Frank, después de copiar gestos vacíos de la adultez durante todo el film, parece haberse hecho adulto. Puede mirar solo esa escultura. Se puede contar él lo que necesitaba que le contara su madre y es desde ese lugar que empieza a entenderla, que deja de estar enojado con ella. Esta película me ayudó a ver en la distancia que hacerse adulto tal vez no sea más que eso: saber que todos los otros, y sobre todo los padres, son igual de endebles que nosotros mismos. Que hay muchas verdades en las historias familiares y que crecer tiene que ver con encontrar la propia. Que sólo tendré, desde ahora y para siempre, mi propia versión de la muerte del pajarito.

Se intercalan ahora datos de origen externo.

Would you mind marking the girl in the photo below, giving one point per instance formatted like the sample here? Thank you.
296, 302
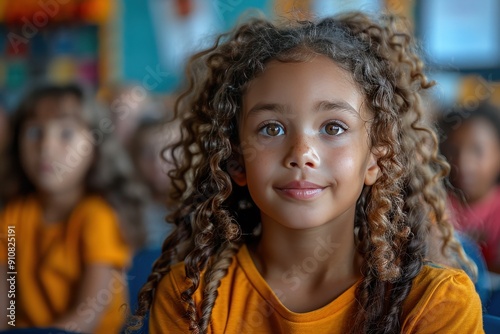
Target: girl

The Squid and the Whale (Historias de familia en Argentina) es una comedia dramática de 2005, dirigida y escrita por Noah Baumbach. Cuenta la historia semibiográfica de dos chicos de Brooklyn que tienen que hacer frente al divorcio de sus padres, dos intelectuales en los años ’80: el escritor y profesor universitario Bernard (Jeff Daniels) y la prometedora escritora Joan (Laura Linney). Cuando Baumbach escribió el guión no tenía en mente dirigir él la película, sino que lo hiciera Wes Anderson, el productor, como había sucedido también con La vida acuática, guión de Baumbach y dirección de Anderson. Pero este último consideró que el proyecto era demasiado personal para Noah y lo convenció de hacerla. Baumbach fue nominado al Oscar por Mejor guión original. La película, en igual medida cómica y triste, recibió buenas críticas y le permitió al director filmar después otras dos del mismo estilo dolorosamente ácido: Margot y la boda y Greenberg.